The risk is still high. That’s why segmentation has to stay up to date as networks, devices, and vendors change. In clinical settings, that balance matters a lot - the best segmentation programs stop attacks from spreading without getting in the way of critical care.
As cybersecurity benchmarks and HIPAA expectations get stricter, organizations need segmentation programs that are mapped, tested, and checked on a continuous basis. Censinet RiskOps™ helps healthcare organizations handle the continuous risk, policy, and validation work that segmentation calls for.
FAQs
Where should a hospital start with network segmentation?
Start with a full discovery process to find and inventory every device on the network. Then map data flows so you can see which systems handle ePHI, and profile communication patterns to separate clinical traffic from non-clinical traffic.

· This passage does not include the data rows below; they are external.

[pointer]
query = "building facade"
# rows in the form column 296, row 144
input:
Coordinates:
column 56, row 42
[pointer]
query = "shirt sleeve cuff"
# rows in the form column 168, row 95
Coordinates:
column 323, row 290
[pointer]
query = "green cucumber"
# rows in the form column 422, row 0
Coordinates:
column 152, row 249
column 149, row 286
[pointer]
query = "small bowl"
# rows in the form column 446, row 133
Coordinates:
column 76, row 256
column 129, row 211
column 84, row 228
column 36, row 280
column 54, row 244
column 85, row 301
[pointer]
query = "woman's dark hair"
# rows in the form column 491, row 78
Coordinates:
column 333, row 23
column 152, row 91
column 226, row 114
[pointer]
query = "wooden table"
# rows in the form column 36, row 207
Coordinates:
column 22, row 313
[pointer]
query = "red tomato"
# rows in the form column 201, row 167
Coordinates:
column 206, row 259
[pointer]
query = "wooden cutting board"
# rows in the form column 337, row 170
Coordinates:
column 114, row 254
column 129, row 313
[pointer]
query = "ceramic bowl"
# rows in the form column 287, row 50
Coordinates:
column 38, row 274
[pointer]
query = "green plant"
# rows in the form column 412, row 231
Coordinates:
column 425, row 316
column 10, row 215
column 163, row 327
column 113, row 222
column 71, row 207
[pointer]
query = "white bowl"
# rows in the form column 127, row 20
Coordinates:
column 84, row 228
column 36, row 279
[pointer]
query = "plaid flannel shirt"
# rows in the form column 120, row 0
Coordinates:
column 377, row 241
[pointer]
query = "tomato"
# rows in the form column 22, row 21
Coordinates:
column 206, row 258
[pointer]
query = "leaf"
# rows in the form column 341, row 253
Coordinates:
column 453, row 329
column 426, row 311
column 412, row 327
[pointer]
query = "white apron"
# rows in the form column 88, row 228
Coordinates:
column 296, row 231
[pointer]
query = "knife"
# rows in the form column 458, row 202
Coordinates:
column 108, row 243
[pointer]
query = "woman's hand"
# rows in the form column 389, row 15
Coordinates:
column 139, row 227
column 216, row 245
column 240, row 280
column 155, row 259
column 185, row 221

Before you put tight controls in place, use visibility tools in observe mode to set a baseline for normal activity. That gives you a clear picture of how the network behaves day to day, so segmentation is based on actual risk profiles without disrupting critical operations.
How can segmentation protect legacy medical devices?
Network segmentation helps protect legacy medical devices by putting them in secure, restricted zones. That separation keeps old systems from turning into easy entry points for lateral movement inside the network.
Teams can use VLANs, VRFs, or micro-perimeters to lock this down with default-deny policies. In plain English, that means traffic is blocked unless it's clearly allowed. The result is simple: only needed clinical traffic gets through, unauthorized communication drops, and any breach is more likely to stay contained.
How often should segmentation rules be reviewed?
Segmentation rules need regular review as environments change. Teams should also recertify access at least quarterly so they can remove unused accounts, keys, and tunnels before they linger longer than they should.
Periodic testing, including penetration tests and red-team exercises, helps confirm that segments are still secure. It’s also smart to document changes and keep governance tight, because good records make it much easier to spot drift and keep controls in place.